Dans Le péché du XXe siècle, Domenico Losurdo interroge comment la question coloniale est régulièrement évacuée du débat sur la démocratie, alors qu’il souligne justement comment l’accroissement des droits des citoyens dans la mise en place des démocraties, aux Etats-Unis comme en Europe, va de pair avec l’asservissement d’une partie de la population.


TOTALITARISME OU IMPÉRIALISME

Le rapprochement nazisme-communisme fait disparaître le colonialisme, qui auparavant, chez des auteurs très divers, constituait le point de référence privilégié pour la compréhension du Troisième Reich.


LE PARADOXE DE L’OCCIDENT

L’histoire de l’Occident se trouve en face d’un paradoxe, que l’on peut comprendre à partir de l’histoire de son pays-guide actuel : la démocratie dans la sphère de la communauté blanche s’est développée en même temps que les rapports de réduction en esclavage des noirs et de déportation des indiens. Pendant trente-deux des trente-six premières années de vie des Etats-Unis, ce sont des propriétaires d’esclaves qui détiennent la présidente, et ceux qui élaborent la Déclaration d’Indépendance et la Constitution sont aussi propriétaires d’esclaves. Sans l’esclavage (et la ségrégation raciale qui s’ensuit) on ne peut rien comprendre à la « liberté américaine » ; les deux grandissent ensemble, l’un soutenant l’autre. Si l’« institution particulière » assure déjà le contrôle inébranlable des classes « dangereuses » sur les lieux de production, la frontière mobile et l’expansion progressive à l’Ouest désamorcent le conflit social en transformant un prolétariat potentiel en une classe de propriétaires terriens, mais aux dépens de populations condamnées à être repoussées ou balayées.

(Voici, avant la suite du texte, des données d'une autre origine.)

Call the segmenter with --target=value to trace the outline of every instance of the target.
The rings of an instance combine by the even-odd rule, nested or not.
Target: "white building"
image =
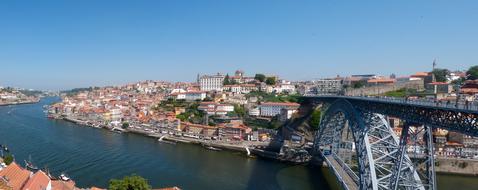
[[[259,108],[252,108],[252,109],[249,109],[249,115],[250,116],[259,116],[261,115],[261,111]]]
[[[208,115],[227,115],[227,113],[234,111],[234,106],[216,102],[201,102],[198,110],[205,111]]]
[[[123,117],[123,113],[121,112],[121,109],[119,108],[111,109],[110,112],[111,112],[112,121],[119,121]]]
[[[283,102],[265,102],[260,105],[261,116],[274,117],[281,113],[282,109],[294,110],[298,109],[298,103],[283,103]]]
[[[255,84],[232,84],[224,85],[223,91],[232,92],[234,94],[248,94],[251,91],[257,91],[258,88]]]
[[[284,109],[281,110],[279,120],[280,121],[287,121],[288,119],[290,119],[292,117],[292,114],[294,114],[296,112],[297,112],[297,108],[294,108],[294,107],[284,108]]]
[[[313,91],[317,94],[338,93],[342,90],[342,80],[340,79],[319,79],[313,83]]]
[[[199,88],[202,91],[222,91],[224,75],[203,75],[198,79]]]
[[[178,93],[172,93],[170,96],[176,100],[196,101],[196,100],[204,100],[206,98],[206,92],[204,91],[178,92]]]

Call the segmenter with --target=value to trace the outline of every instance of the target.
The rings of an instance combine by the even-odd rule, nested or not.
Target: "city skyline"
[[[0,2],[0,85],[194,81],[236,69],[289,80],[397,76],[478,62],[473,1]]]

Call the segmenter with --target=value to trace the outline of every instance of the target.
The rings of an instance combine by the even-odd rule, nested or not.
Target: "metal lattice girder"
[[[426,149],[425,155],[427,156],[426,160],[426,171],[427,171],[427,182],[428,189],[436,190],[436,176],[435,176],[435,151],[433,146],[433,134],[432,128],[430,126],[425,126],[426,128]]]
[[[363,111],[397,117],[409,122],[442,128],[449,131],[478,136],[478,110],[459,109],[452,106],[419,105],[408,101],[351,97],[351,96],[316,96],[308,97],[319,102],[345,100],[353,107]]]
[[[337,156],[340,144],[347,140],[342,136],[343,130],[352,131],[358,162],[356,175],[344,173],[353,179],[359,176],[357,186],[360,189],[425,189],[406,154],[407,135],[399,140],[383,115],[356,109],[346,100],[337,100],[323,115],[315,144],[332,147],[333,159],[344,171],[352,171]],[[434,171],[433,168],[430,171]],[[344,176],[338,178],[346,179]]]

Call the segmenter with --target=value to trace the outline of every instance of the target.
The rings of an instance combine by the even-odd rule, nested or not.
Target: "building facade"
[[[198,78],[199,88],[202,91],[222,91],[224,75],[203,75]]]
[[[299,106],[298,103],[265,102],[260,105],[260,112],[263,117],[274,117],[280,114],[282,109],[296,110]]]

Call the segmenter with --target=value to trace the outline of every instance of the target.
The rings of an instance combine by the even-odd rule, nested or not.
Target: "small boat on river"
[[[31,156],[28,157],[28,161],[25,160],[25,167],[30,171],[37,171],[38,170],[38,167],[33,165]]]
[[[60,177],[58,177],[58,179],[61,179],[61,180],[63,180],[63,181],[69,181],[69,180],[70,180],[70,177],[66,176],[65,173],[62,173],[62,174],[60,175]]]
[[[206,146],[206,149],[213,150],[213,151],[221,151],[222,150],[222,149],[215,148],[215,147],[212,147],[212,146]]]

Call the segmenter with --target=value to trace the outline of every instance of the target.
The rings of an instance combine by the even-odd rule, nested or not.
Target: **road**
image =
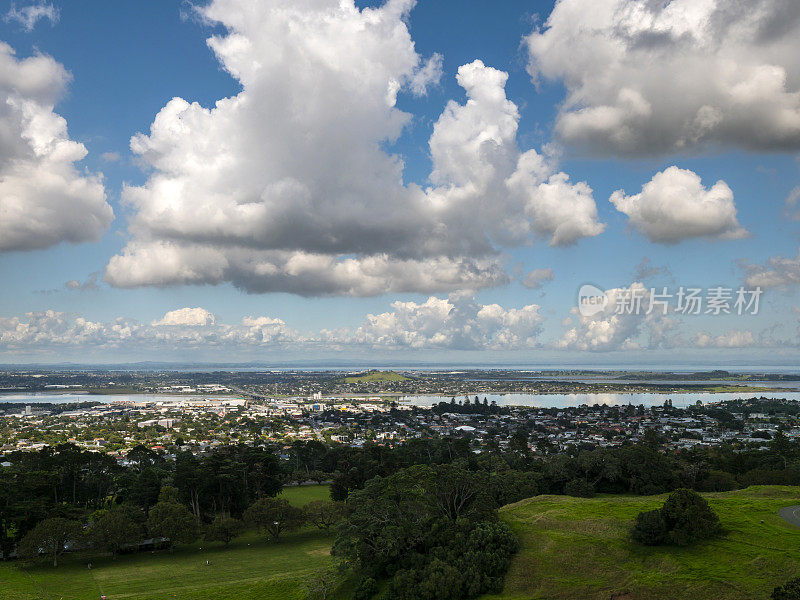
[[[787,506],[778,511],[778,515],[795,527],[800,527],[800,506]]]

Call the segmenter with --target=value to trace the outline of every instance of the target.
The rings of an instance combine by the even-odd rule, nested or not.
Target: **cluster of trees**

Après le baptême de la guerre d’indépendance, la démocratie américaine connaît un développement ultérieur, dans les années trente du dix-neuvième siècle, avec la présidence Jackson : la suppression presque totale des discriminations censitaires à l’intérieur de la communauté blanche va de pair avec l’impulsion vigoureuse donnée à la déportation des indiens et avec la montée d’un climat de ressentiment et de violence à l’égard des noirs.

(…)

A propos de ce paradoxe qui caractérise l’histoire de leur pays, des spécialistes américains éminents ont parlé de Herrenvolk democracy, c’est-à-dire une démocratie qui ne vaut que pour le « peuple des seigneurs », (pour utiliser le langage que chérira plus tard Hitler). La nette ligne de démarcation, entre blancs d’une part, noirs et peaux-rouges de l’autre, favorise le développement de rapports d’égalité à l’intérieur de la communauté blanche. Les membres d’une aristocratie de classe ou de couleur tendent à s’autocélébrer comme des « pairs » ; la nette inégalité imposée aux exclus est l’autre face du rapport de parité qui s’instaure entre ceux qui jouissent du pouvoir d’exclure les « inférieurs ».

La catégorie de Herrenvolk democracy peut aussi être utilisée pour expliquer l’histoire de l’Occident dans son ensemble. Entre la fin du dix-neuvième et le début du vingtième siècle, l’extension du suffrage en Europe va de pair avec le processus de colonisation et avec l’imposition des rapports de travail servile et semi-servile aux populations assujetties ; le gouvernement de la loi dans la métropole s’intrique étroitement à la violence et à l’arbitraire bureaucratique et policier et avec l’état de siège dans les colonies. C’est en dernière analyse le même phénomène que celui que l’on constate dans l’histoire des USA, il est seulement moins évident dans le cas de l’Europe du fait que les populations coloniales, au lieu de résider dans la métropole, sont séparées de celle-ci par l’océan.


GUERRES OU CONFLITS

A vouloir passer ainsi par-dessus le conflit entre les grandes puissances qui conduira plus tard à la Première Guerre mondiale, cette célébration implique un refoulement monstrueux : les expéditions des grands puissances dans les colonies ne sont pas considérées comme des guerres. Il s’agit de conflits au cours desquels, s’il y a « peu de morts européens », toutefois « y ont perdu la vie des centaines de milliers d’hommes appartenant aux peuples que les européens oppriment. »


QUELLE LÉGALITÉ ?

L’assujettissement des peuples coloniaux ne peut rencontrer d’obstacle ni du fait de remords sentimentaux, ni du fait de considérations juridiques abstraites : les races fortes et civilisées ne peuvent être rendues « esclaves d’une légalité formelle ». Tel dirigeant social-démocrate qui théorise une légalité substantielle supérieure, à partir de la philosophie de l’histoire chère à la tradition coloniale, est justement celui qui ensuite exprime toute son horreur pour le manque de respect des règles du jeu dans la Révolution d’octobre.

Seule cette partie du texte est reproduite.